Here is simpler view of upload process:
- User can tag un-dected faces by clicking on face(shown on image above) and these tagged faces will then be indexed and created in Aws Collection and will be used for future uploads.
- Really have to appreciate Aws ‘Recognition’ service here, this is doing an incredible job in detecting even low resolution faces, with just 1 or 2 pictures matching from its collection. I don’t remember even one instance where it couldn’t deleted an already existing face.
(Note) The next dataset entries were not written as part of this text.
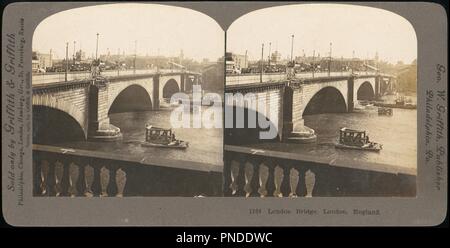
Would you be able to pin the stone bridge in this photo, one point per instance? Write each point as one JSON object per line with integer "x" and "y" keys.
{"x": 83, "y": 106}
{"x": 287, "y": 100}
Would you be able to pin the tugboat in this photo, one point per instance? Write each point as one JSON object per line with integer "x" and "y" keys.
{"x": 162, "y": 137}
{"x": 385, "y": 111}
{"x": 354, "y": 139}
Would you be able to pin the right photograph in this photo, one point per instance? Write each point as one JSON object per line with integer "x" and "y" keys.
{"x": 320, "y": 100}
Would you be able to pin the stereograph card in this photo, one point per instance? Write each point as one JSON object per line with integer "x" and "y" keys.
{"x": 224, "y": 114}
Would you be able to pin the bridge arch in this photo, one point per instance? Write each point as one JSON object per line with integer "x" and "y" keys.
{"x": 327, "y": 100}
{"x": 250, "y": 132}
{"x": 365, "y": 91}
{"x": 52, "y": 124}
{"x": 64, "y": 106}
{"x": 133, "y": 97}
{"x": 170, "y": 87}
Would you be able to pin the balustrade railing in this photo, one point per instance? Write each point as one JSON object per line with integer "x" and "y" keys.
{"x": 66, "y": 172}
{"x": 53, "y": 77}
{"x": 249, "y": 78}
{"x": 247, "y": 175}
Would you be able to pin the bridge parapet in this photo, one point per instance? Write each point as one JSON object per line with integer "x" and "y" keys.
{"x": 253, "y": 172}
{"x": 68, "y": 172}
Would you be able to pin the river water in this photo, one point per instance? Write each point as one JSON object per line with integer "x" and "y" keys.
{"x": 397, "y": 134}
{"x": 205, "y": 144}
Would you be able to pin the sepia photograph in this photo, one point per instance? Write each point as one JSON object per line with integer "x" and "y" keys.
{"x": 214, "y": 113}
{"x": 118, "y": 90}
{"x": 320, "y": 100}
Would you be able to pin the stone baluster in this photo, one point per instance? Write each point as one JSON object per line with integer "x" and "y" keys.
{"x": 74, "y": 174}
{"x": 241, "y": 177}
{"x": 50, "y": 186}
{"x": 254, "y": 183}
{"x": 104, "y": 180}
{"x": 322, "y": 181}
{"x": 227, "y": 180}
{"x": 285, "y": 186}
{"x": 65, "y": 179}
{"x": 112, "y": 188}
{"x": 301, "y": 185}
{"x": 81, "y": 183}
{"x": 121, "y": 180}
{"x": 89, "y": 177}
{"x": 96, "y": 186}
{"x": 37, "y": 175}
{"x": 59, "y": 167}
{"x": 270, "y": 184}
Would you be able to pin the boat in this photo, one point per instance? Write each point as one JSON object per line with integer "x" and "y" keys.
{"x": 357, "y": 140}
{"x": 162, "y": 137}
{"x": 385, "y": 111}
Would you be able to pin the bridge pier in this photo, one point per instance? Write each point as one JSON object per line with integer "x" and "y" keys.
{"x": 298, "y": 132}
{"x": 99, "y": 128}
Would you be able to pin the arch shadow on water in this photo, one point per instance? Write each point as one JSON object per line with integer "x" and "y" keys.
{"x": 365, "y": 92}
{"x": 53, "y": 126}
{"x": 326, "y": 100}
{"x": 249, "y": 134}
{"x": 132, "y": 98}
{"x": 170, "y": 88}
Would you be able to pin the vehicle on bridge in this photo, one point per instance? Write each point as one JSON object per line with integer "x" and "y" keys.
{"x": 162, "y": 137}
{"x": 354, "y": 139}
{"x": 385, "y": 111}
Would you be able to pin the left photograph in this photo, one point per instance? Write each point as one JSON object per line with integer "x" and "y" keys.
{"x": 127, "y": 102}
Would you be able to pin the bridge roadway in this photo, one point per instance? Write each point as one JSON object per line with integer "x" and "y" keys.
{"x": 46, "y": 78}
{"x": 240, "y": 79}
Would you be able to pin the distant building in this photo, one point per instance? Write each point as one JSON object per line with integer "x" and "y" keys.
{"x": 80, "y": 55}
{"x": 275, "y": 58}
{"x": 34, "y": 65}
{"x": 41, "y": 61}
{"x": 239, "y": 61}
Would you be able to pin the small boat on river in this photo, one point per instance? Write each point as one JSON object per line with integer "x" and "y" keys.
{"x": 358, "y": 140}
{"x": 385, "y": 111}
{"x": 162, "y": 137}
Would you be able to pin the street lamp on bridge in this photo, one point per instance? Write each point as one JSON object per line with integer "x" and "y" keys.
{"x": 96, "y": 48}
{"x": 262, "y": 63}
{"x": 292, "y": 47}
{"x": 329, "y": 60}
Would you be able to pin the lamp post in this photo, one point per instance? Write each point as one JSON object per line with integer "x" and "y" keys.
{"x": 67, "y": 61}
{"x": 329, "y": 61}
{"x": 96, "y": 48}
{"x": 314, "y": 66}
{"x": 292, "y": 47}
{"x": 73, "y": 56}
{"x": 134, "y": 61}
{"x": 262, "y": 63}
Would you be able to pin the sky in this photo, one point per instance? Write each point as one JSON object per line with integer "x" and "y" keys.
{"x": 349, "y": 28}
{"x": 166, "y": 29}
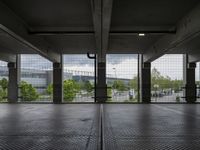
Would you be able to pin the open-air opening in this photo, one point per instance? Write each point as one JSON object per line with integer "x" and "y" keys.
{"x": 122, "y": 77}
{"x": 167, "y": 79}
{"x": 3, "y": 81}
{"x": 35, "y": 79}
{"x": 197, "y": 80}
{"x": 78, "y": 78}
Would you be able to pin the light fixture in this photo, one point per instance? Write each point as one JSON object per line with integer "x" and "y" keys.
{"x": 141, "y": 34}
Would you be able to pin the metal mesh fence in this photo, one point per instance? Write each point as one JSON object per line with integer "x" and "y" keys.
{"x": 167, "y": 79}
{"x": 78, "y": 76}
{"x": 3, "y": 81}
{"x": 35, "y": 78}
{"x": 122, "y": 77}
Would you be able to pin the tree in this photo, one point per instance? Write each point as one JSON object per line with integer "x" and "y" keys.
{"x": 87, "y": 86}
{"x": 119, "y": 85}
{"x": 70, "y": 88}
{"x": 28, "y": 92}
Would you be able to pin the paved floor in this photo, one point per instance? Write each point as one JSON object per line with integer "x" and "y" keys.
{"x": 87, "y": 126}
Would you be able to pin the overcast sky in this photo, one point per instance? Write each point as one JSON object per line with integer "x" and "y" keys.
{"x": 120, "y": 66}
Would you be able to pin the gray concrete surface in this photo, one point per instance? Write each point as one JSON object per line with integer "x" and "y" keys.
{"x": 77, "y": 126}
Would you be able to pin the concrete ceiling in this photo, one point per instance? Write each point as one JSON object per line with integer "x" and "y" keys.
{"x": 50, "y": 27}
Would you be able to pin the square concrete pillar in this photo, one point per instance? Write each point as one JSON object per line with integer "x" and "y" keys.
{"x": 13, "y": 81}
{"x": 101, "y": 91}
{"x": 57, "y": 82}
{"x": 189, "y": 91}
{"x": 144, "y": 80}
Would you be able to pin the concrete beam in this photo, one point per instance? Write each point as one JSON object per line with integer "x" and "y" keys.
{"x": 189, "y": 91}
{"x": 13, "y": 25}
{"x": 193, "y": 58}
{"x": 187, "y": 29}
{"x": 101, "y": 10}
{"x": 7, "y": 57}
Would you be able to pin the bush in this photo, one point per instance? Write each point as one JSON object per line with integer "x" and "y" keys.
{"x": 28, "y": 92}
{"x": 70, "y": 88}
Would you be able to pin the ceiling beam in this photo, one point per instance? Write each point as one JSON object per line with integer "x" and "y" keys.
{"x": 101, "y": 11}
{"x": 193, "y": 58}
{"x": 187, "y": 28}
{"x": 17, "y": 28}
{"x": 7, "y": 57}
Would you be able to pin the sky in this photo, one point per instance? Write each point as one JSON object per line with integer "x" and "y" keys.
{"x": 118, "y": 65}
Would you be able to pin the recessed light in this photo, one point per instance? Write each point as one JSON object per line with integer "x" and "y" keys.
{"x": 141, "y": 34}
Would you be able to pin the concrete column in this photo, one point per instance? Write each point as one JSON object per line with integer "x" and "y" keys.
{"x": 57, "y": 83}
{"x": 189, "y": 80}
{"x": 13, "y": 78}
{"x": 144, "y": 80}
{"x": 101, "y": 91}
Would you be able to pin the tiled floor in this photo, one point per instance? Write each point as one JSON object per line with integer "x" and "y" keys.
{"x": 80, "y": 126}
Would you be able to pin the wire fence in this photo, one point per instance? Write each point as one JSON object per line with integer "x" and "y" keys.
{"x": 122, "y": 77}
{"x": 167, "y": 79}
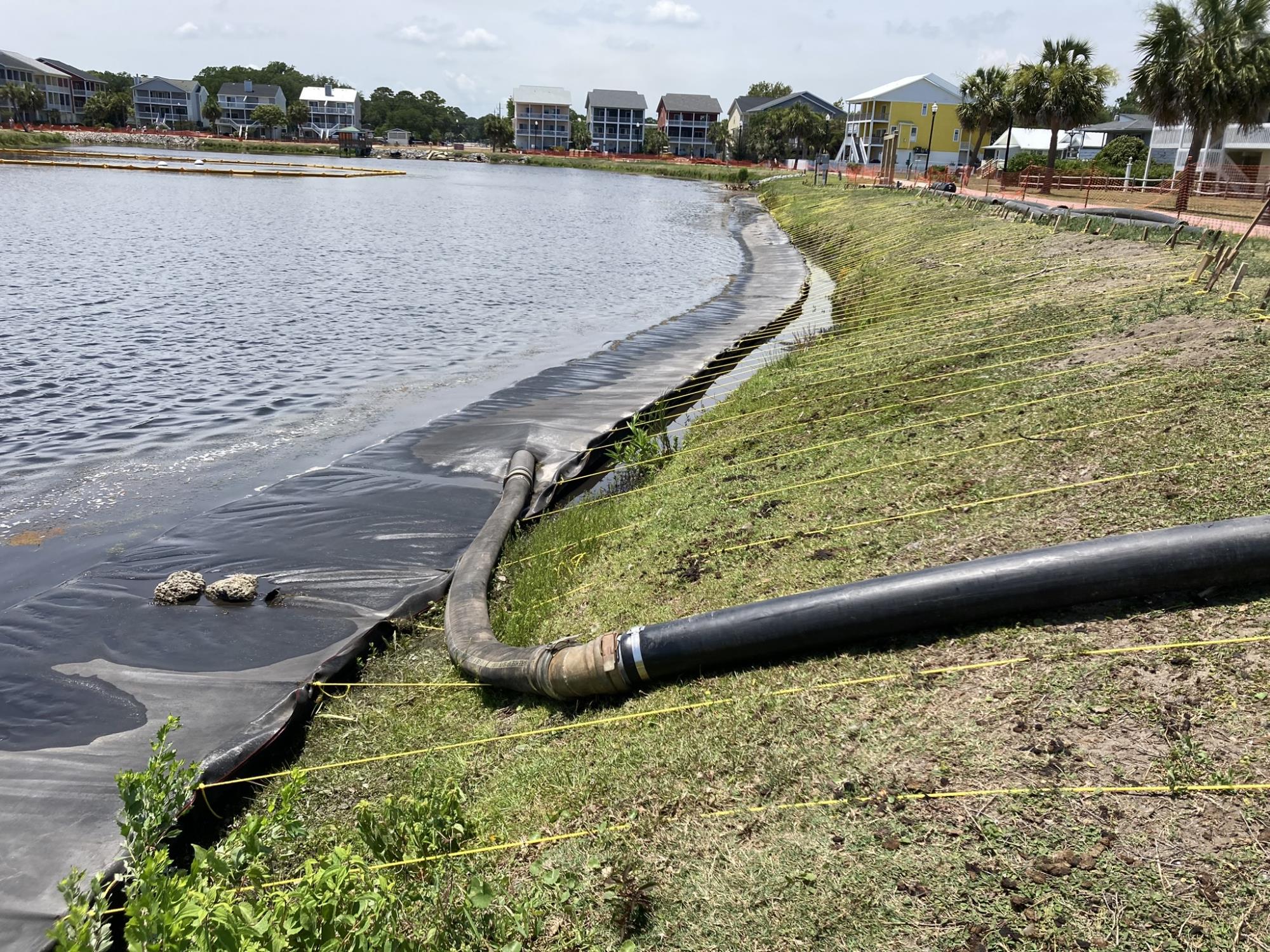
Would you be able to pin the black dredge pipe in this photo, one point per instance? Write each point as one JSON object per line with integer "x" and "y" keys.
{"x": 1187, "y": 558}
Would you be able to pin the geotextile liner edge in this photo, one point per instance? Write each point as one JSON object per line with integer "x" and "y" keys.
{"x": 92, "y": 667}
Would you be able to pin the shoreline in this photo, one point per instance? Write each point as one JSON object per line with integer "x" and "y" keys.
{"x": 382, "y": 529}
{"x": 815, "y": 769}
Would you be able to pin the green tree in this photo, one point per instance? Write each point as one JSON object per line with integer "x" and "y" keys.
{"x": 270, "y": 117}
{"x": 1210, "y": 69}
{"x": 770, "y": 89}
{"x": 115, "y": 82}
{"x": 211, "y": 112}
{"x": 719, "y": 138}
{"x": 298, "y": 115}
{"x": 798, "y": 124}
{"x": 986, "y": 105}
{"x": 656, "y": 142}
{"x": 109, "y": 109}
{"x": 1121, "y": 152}
{"x": 1062, "y": 89}
{"x": 30, "y": 101}
{"x": 12, "y": 95}
{"x": 578, "y": 130}
{"x": 498, "y": 131}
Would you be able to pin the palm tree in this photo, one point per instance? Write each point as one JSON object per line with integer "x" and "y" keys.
{"x": 34, "y": 101}
{"x": 13, "y": 95}
{"x": 298, "y": 115}
{"x": 799, "y": 122}
{"x": 1210, "y": 70}
{"x": 986, "y": 105}
{"x": 719, "y": 138}
{"x": 211, "y": 112}
{"x": 1062, "y": 88}
{"x": 270, "y": 117}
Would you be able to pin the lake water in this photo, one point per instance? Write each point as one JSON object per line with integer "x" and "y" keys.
{"x": 173, "y": 342}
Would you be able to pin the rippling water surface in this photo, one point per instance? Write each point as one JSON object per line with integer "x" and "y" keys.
{"x": 170, "y": 342}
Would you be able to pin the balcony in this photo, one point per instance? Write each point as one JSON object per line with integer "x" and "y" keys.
{"x": 1258, "y": 138}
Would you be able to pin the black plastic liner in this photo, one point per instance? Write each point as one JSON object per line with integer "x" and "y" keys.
{"x": 91, "y": 668}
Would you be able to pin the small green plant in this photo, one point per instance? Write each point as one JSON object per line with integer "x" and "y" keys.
{"x": 647, "y": 450}
{"x": 397, "y": 887}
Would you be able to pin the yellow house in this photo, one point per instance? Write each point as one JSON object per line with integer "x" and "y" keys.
{"x": 921, "y": 110}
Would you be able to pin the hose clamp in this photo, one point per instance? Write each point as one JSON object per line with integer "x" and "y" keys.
{"x": 637, "y": 656}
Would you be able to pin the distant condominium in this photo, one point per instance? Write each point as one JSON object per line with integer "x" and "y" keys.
{"x": 685, "y": 120}
{"x": 57, "y": 86}
{"x": 238, "y": 101}
{"x": 331, "y": 109}
{"x": 84, "y": 87}
{"x": 543, "y": 119}
{"x": 162, "y": 102}
{"x": 617, "y": 121}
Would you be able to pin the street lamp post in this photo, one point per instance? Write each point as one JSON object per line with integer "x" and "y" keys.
{"x": 930, "y": 142}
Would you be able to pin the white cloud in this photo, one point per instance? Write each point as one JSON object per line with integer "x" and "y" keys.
{"x": 413, "y": 34}
{"x": 479, "y": 39}
{"x": 672, "y": 12}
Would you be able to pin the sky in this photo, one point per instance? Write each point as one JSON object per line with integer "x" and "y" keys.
{"x": 473, "y": 53}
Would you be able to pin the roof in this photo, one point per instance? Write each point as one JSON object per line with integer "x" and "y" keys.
{"x": 1029, "y": 140}
{"x": 545, "y": 96}
{"x": 189, "y": 86}
{"x": 72, "y": 72}
{"x": 749, "y": 103}
{"x": 34, "y": 65}
{"x": 885, "y": 91}
{"x": 258, "y": 89}
{"x": 338, "y": 95}
{"x": 816, "y": 102}
{"x": 617, "y": 100}
{"x": 690, "y": 103}
{"x": 1128, "y": 122}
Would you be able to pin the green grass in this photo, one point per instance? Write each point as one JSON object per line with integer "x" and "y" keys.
{"x": 1142, "y": 873}
{"x": 667, "y": 171}
{"x": 16, "y": 139}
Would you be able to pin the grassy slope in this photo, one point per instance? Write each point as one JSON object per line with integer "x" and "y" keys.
{"x": 13, "y": 139}
{"x": 1179, "y": 874}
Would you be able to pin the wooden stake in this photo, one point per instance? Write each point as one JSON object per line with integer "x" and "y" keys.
{"x": 1239, "y": 277}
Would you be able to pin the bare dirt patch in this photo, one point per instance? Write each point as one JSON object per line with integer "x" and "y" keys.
{"x": 1182, "y": 341}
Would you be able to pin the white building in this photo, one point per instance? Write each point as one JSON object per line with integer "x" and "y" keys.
{"x": 238, "y": 101}
{"x": 617, "y": 121}
{"x": 1234, "y": 155}
{"x": 57, "y": 86}
{"x": 331, "y": 109}
{"x": 543, "y": 117}
{"x": 162, "y": 102}
{"x": 84, "y": 87}
{"x": 686, "y": 120}
{"x": 1026, "y": 140}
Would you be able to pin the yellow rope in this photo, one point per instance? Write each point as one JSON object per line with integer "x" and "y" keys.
{"x": 859, "y": 800}
{"x": 703, "y": 705}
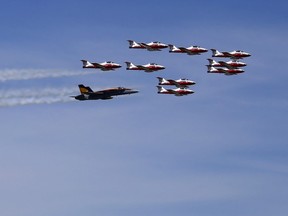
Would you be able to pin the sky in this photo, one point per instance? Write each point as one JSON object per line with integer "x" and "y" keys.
{"x": 220, "y": 151}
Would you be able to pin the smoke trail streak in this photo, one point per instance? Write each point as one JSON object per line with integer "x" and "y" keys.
{"x": 35, "y": 96}
{"x": 23, "y": 74}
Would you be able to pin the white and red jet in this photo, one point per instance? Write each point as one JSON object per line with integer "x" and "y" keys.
{"x": 192, "y": 50}
{"x": 176, "y": 92}
{"x": 180, "y": 83}
{"x": 237, "y": 54}
{"x": 226, "y": 71}
{"x": 232, "y": 63}
{"x": 150, "y": 67}
{"x": 104, "y": 66}
{"x": 152, "y": 46}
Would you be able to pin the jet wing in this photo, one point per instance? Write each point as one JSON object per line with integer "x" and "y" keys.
{"x": 149, "y": 47}
{"x": 183, "y": 49}
{"x": 177, "y": 84}
{"x": 227, "y": 65}
{"x": 231, "y": 56}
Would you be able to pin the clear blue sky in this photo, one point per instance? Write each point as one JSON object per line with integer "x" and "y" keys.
{"x": 221, "y": 151}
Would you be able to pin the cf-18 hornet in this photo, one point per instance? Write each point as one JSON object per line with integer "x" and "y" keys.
{"x": 226, "y": 71}
{"x": 232, "y": 63}
{"x": 88, "y": 94}
{"x": 104, "y": 66}
{"x": 176, "y": 92}
{"x": 192, "y": 50}
{"x": 180, "y": 83}
{"x": 152, "y": 46}
{"x": 147, "y": 68}
{"x": 238, "y": 54}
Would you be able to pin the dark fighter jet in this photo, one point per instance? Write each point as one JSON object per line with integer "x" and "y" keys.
{"x": 88, "y": 94}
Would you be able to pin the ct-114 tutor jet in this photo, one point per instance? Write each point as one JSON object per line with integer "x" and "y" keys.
{"x": 192, "y": 50}
{"x": 232, "y": 63}
{"x": 238, "y": 54}
{"x": 104, "y": 66}
{"x": 226, "y": 71}
{"x": 176, "y": 92}
{"x": 151, "y": 67}
{"x": 180, "y": 83}
{"x": 152, "y": 46}
{"x": 88, "y": 94}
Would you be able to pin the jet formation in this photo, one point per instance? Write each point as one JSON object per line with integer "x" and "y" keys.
{"x": 232, "y": 67}
{"x": 88, "y": 94}
{"x": 181, "y": 86}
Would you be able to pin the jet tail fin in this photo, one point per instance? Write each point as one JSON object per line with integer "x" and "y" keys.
{"x": 85, "y": 89}
{"x": 86, "y": 63}
{"x": 161, "y": 89}
{"x": 215, "y": 52}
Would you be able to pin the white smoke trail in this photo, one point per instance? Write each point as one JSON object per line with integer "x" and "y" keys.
{"x": 27, "y": 74}
{"x": 36, "y": 96}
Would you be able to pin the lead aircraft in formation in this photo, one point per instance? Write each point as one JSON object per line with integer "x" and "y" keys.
{"x": 88, "y": 94}
{"x": 176, "y": 92}
{"x": 150, "y": 67}
{"x": 232, "y": 67}
{"x": 104, "y": 66}
{"x": 192, "y": 50}
{"x": 237, "y": 54}
{"x": 180, "y": 83}
{"x": 152, "y": 46}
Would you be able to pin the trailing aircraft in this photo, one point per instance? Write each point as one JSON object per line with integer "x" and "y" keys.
{"x": 192, "y": 50}
{"x": 150, "y": 67}
{"x": 226, "y": 71}
{"x": 152, "y": 46}
{"x": 180, "y": 83}
{"x": 237, "y": 54}
{"x": 232, "y": 63}
{"x": 88, "y": 94}
{"x": 176, "y": 92}
{"x": 104, "y": 66}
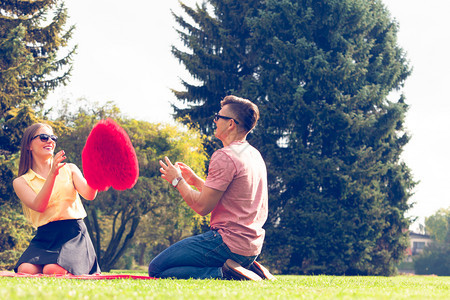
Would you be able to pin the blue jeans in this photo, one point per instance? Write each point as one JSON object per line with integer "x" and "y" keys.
{"x": 199, "y": 257}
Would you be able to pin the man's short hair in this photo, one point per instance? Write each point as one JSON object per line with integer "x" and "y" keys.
{"x": 243, "y": 110}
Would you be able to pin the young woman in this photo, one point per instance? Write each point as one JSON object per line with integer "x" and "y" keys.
{"x": 49, "y": 191}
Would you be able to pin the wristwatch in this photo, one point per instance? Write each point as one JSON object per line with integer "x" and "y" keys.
{"x": 176, "y": 181}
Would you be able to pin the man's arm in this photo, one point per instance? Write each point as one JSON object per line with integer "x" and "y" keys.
{"x": 202, "y": 202}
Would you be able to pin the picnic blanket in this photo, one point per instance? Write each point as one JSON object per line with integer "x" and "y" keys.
{"x": 70, "y": 276}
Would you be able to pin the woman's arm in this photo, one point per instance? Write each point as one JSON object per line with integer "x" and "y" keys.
{"x": 81, "y": 184}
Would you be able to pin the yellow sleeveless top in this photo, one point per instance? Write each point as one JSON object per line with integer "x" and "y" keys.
{"x": 64, "y": 201}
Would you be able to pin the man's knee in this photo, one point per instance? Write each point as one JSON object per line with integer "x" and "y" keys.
{"x": 52, "y": 269}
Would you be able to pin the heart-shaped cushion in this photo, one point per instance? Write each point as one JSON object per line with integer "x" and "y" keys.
{"x": 109, "y": 158}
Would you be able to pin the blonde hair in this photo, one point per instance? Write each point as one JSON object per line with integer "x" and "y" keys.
{"x": 26, "y": 158}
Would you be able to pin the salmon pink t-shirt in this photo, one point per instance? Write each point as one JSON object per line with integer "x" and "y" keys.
{"x": 240, "y": 172}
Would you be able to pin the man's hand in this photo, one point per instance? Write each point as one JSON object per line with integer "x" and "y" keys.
{"x": 169, "y": 171}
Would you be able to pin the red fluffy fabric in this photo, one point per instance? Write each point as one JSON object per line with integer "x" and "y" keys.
{"x": 109, "y": 159}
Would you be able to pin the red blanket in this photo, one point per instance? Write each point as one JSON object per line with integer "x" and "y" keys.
{"x": 95, "y": 276}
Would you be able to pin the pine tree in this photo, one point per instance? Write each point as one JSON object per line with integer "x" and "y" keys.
{"x": 31, "y": 36}
{"x": 220, "y": 56}
{"x": 321, "y": 72}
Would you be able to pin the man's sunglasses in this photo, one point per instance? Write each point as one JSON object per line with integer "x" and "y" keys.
{"x": 44, "y": 137}
{"x": 217, "y": 117}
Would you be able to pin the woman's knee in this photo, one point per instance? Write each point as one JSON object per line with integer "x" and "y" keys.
{"x": 54, "y": 269}
{"x": 28, "y": 268}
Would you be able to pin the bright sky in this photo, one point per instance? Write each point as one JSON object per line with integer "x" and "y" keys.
{"x": 124, "y": 56}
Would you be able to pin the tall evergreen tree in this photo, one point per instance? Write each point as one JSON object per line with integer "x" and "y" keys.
{"x": 321, "y": 74}
{"x": 220, "y": 56}
{"x": 31, "y": 36}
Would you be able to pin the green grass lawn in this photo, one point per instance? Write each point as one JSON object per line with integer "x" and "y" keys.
{"x": 286, "y": 287}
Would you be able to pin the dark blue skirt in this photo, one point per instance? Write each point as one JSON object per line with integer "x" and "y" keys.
{"x": 66, "y": 243}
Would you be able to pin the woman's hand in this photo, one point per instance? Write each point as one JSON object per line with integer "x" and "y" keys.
{"x": 57, "y": 163}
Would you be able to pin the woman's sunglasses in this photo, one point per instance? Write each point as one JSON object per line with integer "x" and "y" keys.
{"x": 217, "y": 117}
{"x": 44, "y": 137}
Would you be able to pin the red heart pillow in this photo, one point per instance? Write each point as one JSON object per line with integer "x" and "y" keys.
{"x": 109, "y": 158}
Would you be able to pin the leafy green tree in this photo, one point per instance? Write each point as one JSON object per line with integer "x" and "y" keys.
{"x": 320, "y": 72}
{"x": 32, "y": 36}
{"x": 114, "y": 217}
{"x": 438, "y": 225}
{"x": 435, "y": 258}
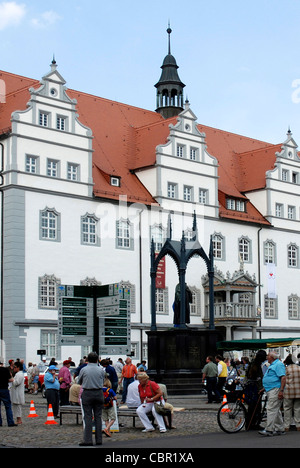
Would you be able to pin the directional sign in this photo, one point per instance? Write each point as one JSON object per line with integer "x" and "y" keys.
{"x": 75, "y": 319}
{"x": 107, "y": 306}
{"x": 115, "y": 330}
{"x": 97, "y": 316}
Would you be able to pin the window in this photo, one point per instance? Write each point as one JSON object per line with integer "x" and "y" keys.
{"x": 195, "y": 304}
{"x": 52, "y": 168}
{"x": 73, "y": 171}
{"x": 279, "y": 210}
{"x": 49, "y": 342}
{"x": 180, "y": 151}
{"x": 115, "y": 181}
{"x": 245, "y": 249}
{"x": 31, "y": 164}
{"x": 49, "y": 225}
{"x": 193, "y": 154}
{"x": 218, "y": 247}
{"x": 129, "y": 291}
{"x": 187, "y": 193}
{"x": 61, "y": 123}
{"x": 233, "y": 204}
{"x": 203, "y": 196}
{"x": 285, "y": 175}
{"x": 295, "y": 177}
{"x": 157, "y": 234}
{"x": 270, "y": 308}
{"x": 172, "y": 190}
{"x": 269, "y": 252}
{"x": 89, "y": 227}
{"x": 162, "y": 301}
{"x": 293, "y": 260}
{"x": 291, "y": 212}
{"x": 44, "y": 119}
{"x": 124, "y": 239}
{"x": 240, "y": 205}
{"x": 48, "y": 292}
{"x": 293, "y": 307}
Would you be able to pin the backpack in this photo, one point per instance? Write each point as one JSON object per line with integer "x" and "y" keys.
{"x": 108, "y": 400}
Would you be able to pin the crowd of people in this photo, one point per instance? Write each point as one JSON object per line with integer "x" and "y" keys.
{"x": 95, "y": 383}
{"x": 265, "y": 373}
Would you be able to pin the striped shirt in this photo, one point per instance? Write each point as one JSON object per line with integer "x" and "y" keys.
{"x": 292, "y": 386}
{"x": 129, "y": 371}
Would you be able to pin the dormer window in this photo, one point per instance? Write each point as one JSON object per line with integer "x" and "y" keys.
{"x": 235, "y": 204}
{"x": 44, "y": 119}
{"x": 115, "y": 181}
{"x": 61, "y": 123}
{"x": 180, "y": 151}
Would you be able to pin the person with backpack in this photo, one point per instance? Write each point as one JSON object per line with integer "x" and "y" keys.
{"x": 108, "y": 412}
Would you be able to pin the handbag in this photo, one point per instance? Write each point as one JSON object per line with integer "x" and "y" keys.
{"x": 158, "y": 405}
{"x": 160, "y": 409}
This was an easy choice. we are huge fans of Angular, since its very first release back in 2011. I will mention couple of interesting things here
- First step on a successful login or page refresh, before any component or service instantiations, we needed to get aws federation credentials and initialize aws sdk. We had to add ‘APP_INITIALIZER’ to providers and load a factory returning a promise which fetches and initializes aws js sdk.
- One of the pages where we implemented an infinite scroll for Thumbview against S3 loads,we used ngx-virtual-scroller , we faced some challenges when Thumb sizes are different and we don’t know how many images to preload in a single page without doing some crazy math summing up thumb widths and window widths, and intelligently filling the page with right number of images to fit the screen. Literally bugged us for couple of days. We later went with an easy route of clipping the image if aspect doesn’t fit the desired width.(object-fit property).
- Back end is dockerized and deployed to AWS ECS
- Static Front end is served from S3 with Cloudfront
- Cloudformation to create and deploy entire infrastructure
- Gitlab Pipelines triggering build and deploy on commits
These are few things I could write here, sorry I couldn’t share any code snippets here. Did you feel anything that could have been done better? Did you build any such applications?